Will you say by your vote that American ability to govern has decayed; that a century’s experience in self-rule has failed of a result? Will you affirm by your vote that you are an infidel to American power and practical sense? Or will you say that ours is the blood of government; ours the heart of dominion; ours the brain and genius of administration? Will you remember that we do but what our fathers did—we but pitch the tents of liberty farther westward, farther southward—we only continue the march of the flag?

The march of the flag! In 1789 the flag of the Republic waved over 4,000,000 souls in thirteen states, and their savage territory which stretched to the Mississippi, to Canada, to the Floridas. The timid minds of that day said that no new territory was needed, and, for the hour, they were right. But Jefferson, through whose intellect the centuries marched; Jefferson, who dreamed of Cuba as an American state; Jefferson, the first Imperialist of the Republic—Jefferson acquired that imperial territory which swept from the Mississippi to the mountains, from Texas to the British possessions, and the march of the flag began!

The infidels to the gospel of liberty raved, but the flag swept on! The title to that noble land out of which Oregon, Washington, Idaho, and Montana have been carved was uncertain; Jefferson, strict constructionist of constitutional power though he was, obeyed the Anglo-Saxon impulse within him, whose watchword then and whose watchword throughout the world today is, “Forward!”: another empire was added to the Republic, and the march of the flag went on! . . .

The ocean does not separate us from lands of our duty and desire—the oceans join us, rivers never to be dredged, canals never to be repaired. Steam joins us; electricity joins us—the very elements are in league with our destiny. Cuba not contiguous! Porto Rico not contiguous! Hawaii and the Philippines not contiguous! The oceans make them contiguous. And our navy will make them contiguous.
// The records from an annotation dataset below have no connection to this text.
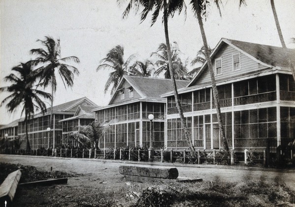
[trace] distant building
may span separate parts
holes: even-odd
[[[186,80],[176,80],[178,88]],[[99,122],[115,120],[100,148],[149,147],[150,121],[153,114],[152,147],[165,146],[166,99],[160,95],[173,89],[170,79],[124,76],[108,104],[93,110]]]
[[[230,149],[288,145],[295,138],[295,50],[222,39],[211,54],[225,132]],[[195,147],[222,149],[206,63],[178,90]],[[168,148],[187,148],[172,92],[167,103]]]
[[[80,126],[89,125],[95,120],[95,114],[91,111],[97,105],[79,105],[74,116],[59,121],[62,125],[62,144],[75,145],[73,140],[69,140],[67,136],[71,132],[77,132]]]
[[[98,107],[97,105],[86,97],[73,100],[59,105],[54,106],[53,126],[50,126],[50,137],[48,140],[48,131],[50,117],[50,108],[43,115],[41,113],[35,114],[29,123],[29,137],[31,148],[32,150],[41,148],[55,148],[62,144],[62,122],[59,121],[70,118],[77,112],[78,108],[85,108],[87,106]],[[18,123],[18,135],[25,137],[25,122],[24,118]],[[24,143],[25,147],[26,143]]]

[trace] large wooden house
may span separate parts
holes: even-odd
[[[274,150],[295,137],[295,50],[222,39],[211,54],[230,149]],[[195,147],[222,148],[206,62],[178,90]],[[187,148],[172,92],[167,99],[168,148]]]
[[[176,80],[177,88],[188,82]],[[160,96],[173,88],[171,79],[124,76],[108,105],[93,110],[97,121],[113,120],[99,147],[149,147],[149,114],[154,116],[152,147],[164,147],[166,99]]]

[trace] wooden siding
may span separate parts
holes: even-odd
[[[116,91],[116,94],[115,95],[115,97],[113,100],[112,103],[110,103],[109,104],[126,102],[128,101],[132,100],[134,99],[137,99],[140,98],[141,98],[141,96],[139,95],[139,94],[135,90],[135,89],[133,88],[133,97],[129,98],[129,88],[128,87],[130,87],[131,85],[128,83],[126,80],[124,80],[124,82],[120,87],[119,89],[123,89],[124,88],[124,93],[125,94],[125,98],[123,100],[121,100],[120,94],[118,91]]]
[[[233,55],[240,53],[240,70],[234,71],[233,65]],[[213,70],[215,70],[215,60],[222,58],[222,74],[215,76],[216,82],[220,79],[231,79],[243,77],[245,73],[248,73],[267,68],[267,67],[260,64],[258,62],[250,58],[243,53],[240,52],[235,48],[227,44],[221,48],[212,60]],[[200,78],[197,80],[195,85],[207,84],[211,82],[210,74],[207,69],[203,72]]]

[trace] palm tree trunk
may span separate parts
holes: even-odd
[[[274,21],[275,22],[275,26],[278,30],[278,33],[279,37],[280,37],[280,40],[281,41],[281,44],[282,46],[286,48],[286,44],[284,41],[284,38],[283,37],[283,33],[281,30],[281,26],[280,26],[280,23],[279,22],[279,19],[278,19],[278,16],[277,15],[276,11],[275,10],[275,7],[274,6],[274,3],[273,0],[270,0],[270,4],[271,5],[271,9],[272,9],[272,13],[273,14],[273,17],[274,17]]]
[[[52,135],[52,131],[53,131],[53,94],[54,93],[54,81],[52,80],[51,83],[51,105],[50,107],[50,117],[49,118],[49,128],[51,128],[51,130],[49,132],[48,132],[48,134],[50,134],[50,136],[49,136],[48,139],[50,139],[50,137]],[[49,142],[50,143],[50,142]],[[49,148],[50,146],[48,146],[48,148]]]
[[[287,47],[286,46],[286,44],[285,43],[285,41],[284,40],[284,37],[283,37],[283,33],[282,33],[282,30],[281,30],[281,26],[280,26],[280,23],[279,22],[279,19],[278,18],[278,16],[277,15],[276,11],[275,10],[275,7],[274,6],[274,2],[273,2],[273,0],[270,0],[270,4],[271,5],[272,14],[273,14],[273,17],[274,17],[275,26],[276,26],[277,30],[278,30],[278,34],[279,34],[279,37],[280,38],[281,44],[282,44],[282,47],[283,47],[284,48],[287,48]],[[293,78],[295,80],[295,67],[294,67],[294,65],[291,61],[290,61],[290,68],[291,69],[291,72],[292,72],[292,75],[293,76]]]
[[[28,110],[27,110],[27,108],[26,108],[25,111],[25,130],[26,130],[26,140],[27,141],[27,144],[26,146],[26,149],[27,151],[30,151],[30,140],[29,139],[29,133],[28,130],[28,124],[29,122],[29,120],[28,120]]]
[[[168,32],[168,20],[167,15],[167,2],[166,0],[164,1],[164,27],[165,30],[165,37],[166,39],[166,45],[167,47],[167,54],[168,56],[168,65],[169,66],[169,73],[173,85],[173,92],[174,97],[175,97],[175,102],[176,102],[176,106],[178,111],[180,121],[182,124],[182,129],[184,133],[184,137],[186,139],[189,145],[189,149],[192,151],[195,151],[195,148],[191,140],[191,136],[190,134],[187,126],[186,125],[186,119],[183,115],[182,108],[180,107],[180,103],[178,99],[178,95],[177,91],[177,87],[175,81],[175,78],[173,74],[173,69],[172,68],[172,55],[171,53],[171,49],[170,48],[170,42],[169,40],[169,35]]]
[[[207,39],[206,38],[206,35],[205,34],[205,30],[204,29],[204,25],[203,23],[203,20],[201,14],[201,10],[199,5],[198,5],[198,2],[197,0],[195,0],[195,6],[197,13],[197,18],[199,23],[199,26],[200,26],[200,29],[201,30],[201,33],[202,35],[202,38],[203,39],[204,48],[205,50],[205,55],[206,56],[206,60],[207,60],[207,64],[208,65],[208,68],[210,72],[210,76],[211,77],[211,82],[212,83],[212,90],[213,92],[213,97],[214,100],[215,106],[216,108],[217,120],[218,122],[218,126],[219,128],[219,132],[220,133],[220,136],[221,137],[221,143],[223,148],[227,151],[229,151],[229,146],[227,143],[227,141],[225,138],[224,134],[224,130],[223,129],[223,125],[222,124],[222,121],[221,120],[221,112],[220,112],[220,106],[219,105],[219,99],[218,98],[218,93],[217,92],[217,89],[216,87],[216,83],[215,79],[215,75],[214,71],[213,70],[213,66],[212,65],[212,61],[211,60],[211,57],[210,57],[210,52],[209,52],[208,44],[207,43]]]

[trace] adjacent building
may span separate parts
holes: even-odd
[[[211,54],[230,149],[286,146],[295,137],[295,50],[222,39]],[[178,90],[195,147],[222,147],[206,63]],[[186,148],[172,92],[167,99],[168,148]]]
[[[188,83],[176,80],[177,88]],[[160,95],[173,89],[171,79],[124,76],[108,105],[93,111],[98,122],[113,120],[100,148],[149,147],[151,123],[152,146],[164,147],[166,98]]]
[[[63,127],[63,122],[59,121],[72,118],[76,112],[79,113],[79,107],[81,109],[88,106],[98,107],[86,97],[53,106],[54,121],[52,126],[49,126],[50,108],[47,108],[47,112],[44,115],[42,113],[35,114],[30,120],[28,125],[29,137],[31,149],[59,147],[62,143]],[[18,122],[18,135],[21,137],[24,137],[26,135],[24,119],[21,119]],[[47,130],[48,128],[50,128],[49,131]],[[24,146],[26,146],[25,142]]]

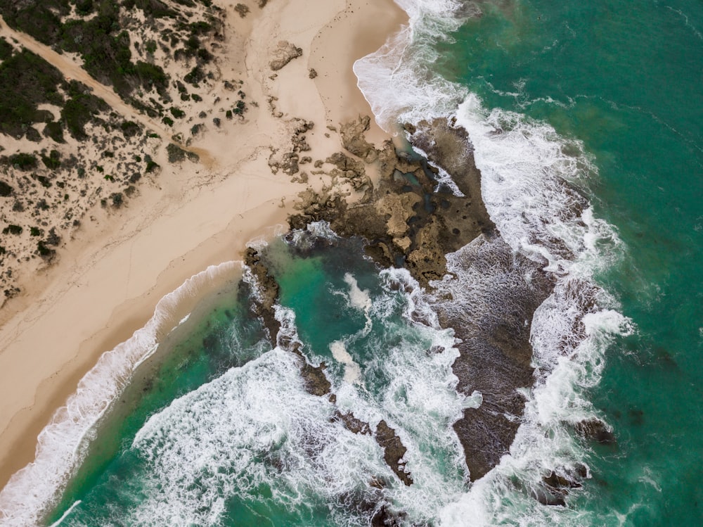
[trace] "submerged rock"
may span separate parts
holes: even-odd
[[[514,253],[501,239],[483,203],[481,174],[463,129],[442,119],[406,126],[424,160],[398,151],[390,141],[375,149],[363,137],[368,125],[361,118],[343,125],[341,134],[347,151],[376,163],[382,174],[377,188],[353,205],[310,193],[289,222],[302,228],[323,220],[340,236],[363,237],[377,263],[405,267],[434,297],[441,325],[453,328],[459,339],[460,356],[452,367],[458,391],[483,394],[482,405],[465,409],[453,424],[475,481],[508,452],[520,426],[525,404],[520,390],[534,382],[530,326],[553,279],[542,264]],[[356,173],[361,165],[341,153],[327,162]],[[438,184],[441,170],[451,174],[459,193]],[[409,484],[397,464],[404,447],[382,423],[377,440],[388,447],[387,462]]]
[[[376,427],[376,443],[383,449],[383,459],[391,467],[401,481],[410,486],[413,484],[413,478],[405,471],[406,462],[403,460],[405,453],[408,451],[400,438],[385,421],[381,421]]]

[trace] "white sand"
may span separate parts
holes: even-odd
[[[370,115],[352,65],[404,21],[397,6],[273,0],[259,11],[247,3],[252,11],[243,20],[233,4],[221,4],[229,28],[237,29],[226,44],[245,49],[228,50],[231,60],[219,66],[224,78],[245,80],[247,100],[258,108],[250,107],[238,127],[193,143],[205,163],[165,168],[122,210],[82,228],[58,264],[25,280],[23,294],[0,312],[0,486],[32,461],[39,432],[79,379],[143,326],[162,297],[208,265],[237,259],[246,242],[285,223],[305,187],[272,174],[267,160],[271,146],[290,146],[289,120],[316,124],[307,134],[310,155],[324,159],[340,149],[336,134],[325,136],[326,125]],[[269,53],[279,40],[302,48],[303,56],[271,79]],[[272,115],[269,96],[278,98],[283,117]],[[118,110],[136,120],[129,107]],[[373,133],[382,138],[379,129]]]

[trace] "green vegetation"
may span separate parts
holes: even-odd
[[[156,163],[154,160],[151,158],[151,156],[147,154],[144,156],[144,160],[146,161],[146,172],[150,173],[153,172],[157,168],[160,168],[160,165]]]
[[[108,111],[110,107],[103,99],[96,97],[83,84],[75,80],[62,86],[71,99],[61,110],[61,118],[69,133],[79,141],[87,139],[85,125],[101,111]]]
[[[13,51],[14,48],[11,44],[5,40],[5,39],[0,38],[0,61],[9,58],[12,56]]]
[[[32,170],[37,168],[37,158],[31,153],[15,153],[8,158],[10,165],[20,170]]]
[[[186,158],[186,151],[173,143],[169,144],[166,151],[169,155],[169,163],[180,163]]]
[[[0,196],[3,198],[6,198],[8,196],[12,196],[13,189],[10,185],[4,181],[0,181]]]
[[[52,120],[50,112],[37,109],[44,103],[61,106],[57,87],[58,70],[26,49],[0,64],[0,132],[19,139],[34,122]]]
[[[19,235],[22,234],[22,229],[19,225],[8,225],[2,229],[2,234]]]
[[[110,195],[110,198],[112,201],[113,207],[120,207],[124,202],[124,196],[122,192],[115,192]]]
[[[233,113],[236,115],[243,115],[245,111],[247,111],[247,104],[243,101],[238,101],[234,109],[232,110]]]
[[[176,106],[172,106],[169,108],[169,111],[170,111],[171,115],[173,115],[176,119],[182,119],[183,118],[186,117],[186,112],[184,112],[183,110]]]
[[[41,156],[41,161],[46,168],[55,170],[61,166],[61,154],[58,153],[58,151],[52,150],[49,152],[49,156]]]
[[[46,126],[44,127],[44,134],[47,137],[51,137],[57,143],[64,143],[63,140],[63,129],[61,127],[61,123],[56,122],[55,121],[49,121],[46,123]]]
[[[56,251],[48,248],[44,245],[44,241],[40,241],[37,244],[37,251],[39,253],[39,256],[48,261],[53,260],[53,257],[56,255]]]
[[[49,189],[51,186],[51,180],[46,177],[46,176],[40,176],[37,174],[32,174],[32,176],[41,184],[41,186],[45,189]]]
[[[145,89],[150,90],[155,88],[161,96],[165,98],[168,96],[166,89],[168,87],[169,77],[161,66],[140,61],[134,66],[134,72]]]
[[[183,80],[189,84],[193,84],[193,86],[197,87],[198,83],[205,80],[205,74],[202,70],[200,69],[200,67],[195,66],[191,70],[189,73],[183,77]]]
[[[2,2],[3,18],[11,27],[51,46],[61,34],[60,17],[70,13],[68,0]]]
[[[134,137],[139,133],[140,127],[133,121],[124,121],[120,125],[122,134],[127,139]]]

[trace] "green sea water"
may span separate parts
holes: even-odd
[[[380,503],[408,524],[701,523],[703,4],[472,5],[482,16],[429,43],[428,78],[581,141],[596,173],[579,191],[622,241],[595,278],[633,330],[578,390],[617,443],[578,450],[583,487],[550,507],[520,490],[527,473],[469,485],[451,424],[473,402],[453,390],[451,332],[412,323],[412,287],[380,274],[358,241],[279,240],[266,258],[284,331],[325,363],[336,406],[307,393],[290,354],[271,349],[250,290],[223,291],[140,367],[47,525],[367,525]],[[392,424],[413,485],[337,409]],[[460,502],[492,516],[446,514]]]
[[[438,70],[580,139],[595,215],[626,247],[598,281],[635,334],[591,390],[617,447],[592,452],[583,524],[703,521],[703,4],[481,3],[438,45]]]

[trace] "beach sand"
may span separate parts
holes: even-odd
[[[293,118],[315,123],[310,154],[324,159],[340,149],[327,125],[371,114],[352,65],[406,20],[391,0],[248,4],[245,18],[221,4],[233,32],[229,58],[218,66],[224,77],[244,79],[259,106],[238,127],[193,143],[209,155],[205,163],[168,170],[157,160],[165,170],[138,197],[116,212],[91,210],[97,221],[75,234],[57,264],[25,277],[22,294],[0,311],[0,488],[32,462],[39,433],[79,380],[142,327],[160,298],[285,224],[306,186],[272,174],[268,160],[271,148],[290,145]],[[303,54],[273,75],[269,62],[281,40]],[[370,136],[386,138],[378,127]]]

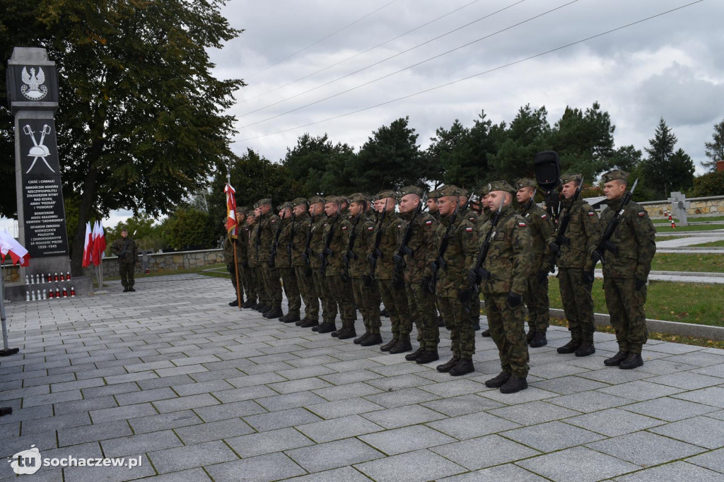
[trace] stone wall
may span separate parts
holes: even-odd
[[[724,196],[710,196],[708,198],[687,198],[687,201],[691,204],[686,209],[686,213],[693,214],[721,214],[724,215]],[[647,201],[639,203],[652,217],[661,217],[664,212],[671,211],[671,203],[665,200]]]

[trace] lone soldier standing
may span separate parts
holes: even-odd
[[[573,353],[577,357],[586,357],[596,352],[593,344],[595,326],[593,322],[594,261],[591,258],[600,237],[598,214],[591,205],[580,197],[573,202],[573,197],[583,180],[581,174],[567,174],[560,177],[563,182],[560,193],[563,196],[561,205],[571,213],[571,221],[565,233],[565,242],[562,246],[555,242],[560,225],[556,227],[553,240],[548,245],[548,253],[560,253],[557,260],[560,300],[563,311],[568,321],[571,341],[557,349],[559,353]],[[581,186],[582,187],[582,186]],[[560,220],[566,214],[561,212]]]
[[[505,181],[491,182],[488,206],[492,216],[500,209],[497,225],[493,218],[486,223],[483,235],[490,232],[490,248],[482,264],[486,276],[480,282],[490,334],[498,348],[502,371],[485,382],[502,393],[515,393],[528,388],[528,344],[526,342],[523,295],[533,261],[531,232],[526,219],[515,212],[515,190]],[[471,271],[471,280],[477,274]]]
[[[534,253],[530,274],[526,282],[527,289],[523,299],[528,307],[528,334],[526,340],[533,348],[548,344],[546,331],[550,321],[550,306],[548,303],[548,270],[543,263],[546,243],[553,234],[555,227],[545,210],[536,204],[536,182],[524,177],[515,182],[515,197],[519,213],[526,219],[532,238],[531,246]]]
[[[135,291],[133,285],[135,279],[135,263],[138,260],[138,247],[135,241],[128,237],[128,229],[121,231],[121,239],[116,240],[111,245],[111,251],[118,256],[118,268],[121,275],[123,292]]]
[[[608,199],[608,208],[601,215],[602,227],[607,227],[620,211],[628,179],[628,173],[619,169],[603,174],[603,193]],[[618,342],[618,352],[603,363],[626,370],[644,364],[641,351],[649,337],[644,305],[651,261],[656,253],[656,230],[648,213],[639,205],[629,202],[623,209],[608,240],[615,248],[602,253],[597,250],[594,260],[602,255],[606,306]]]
But the Opposition is right—there is a difference. We did not need the western Mississippi Valley when we acquired it, nor Florida, nor Texas, nor California, nor the royal provinces of the far northwest. We had no emigrants to people this imperial wilderness, no money to develop it, even no highways to cover it. No trade awaited us in its savage fastnesses [remote places]. Our productions were not greater than our trade. There was not one reason for the land-lust of our statesmen from Jefferson to Grant, other than the prophet and the Saxon within them. But, today, we are raising more than we can consume, making more than we can use. Therefore we must find new markets for our produce.

And so, while we did not need the territory taken during the past century at the time it was acquired, we do need what we have taken in 1898, and we need it now. The resources and the commerce of these immensely rich dominions will be increased as much as American energy is greater than Spanish sloth. In Cuba, alone, there are 15,000,000 acres of forest unacquainted with the ax, exhaustless mines of iron, priceless deposits of manganese, millions of dollars’ worth of which we must buy, today, from the Black Sea districts. There are millions of acres yet unexplored.

The resources of Porto Rico have only been trifled with. The riches of the Philippines have hardly been touched by the fingertips of modern methods. And they produce what we consume, and consume what we produce—the very predestination of reciprocity—a reciprocity “not made with hands, eternal in the heavens.” They sell hemp, sugar, cocoanuts, fruits of the tropics, timber of price like mahogany; they buy flour, clothing, tools, implements, machinery, and all that we can raise and make. Their trade will be ours in time. Do you indorse that policy with your vote?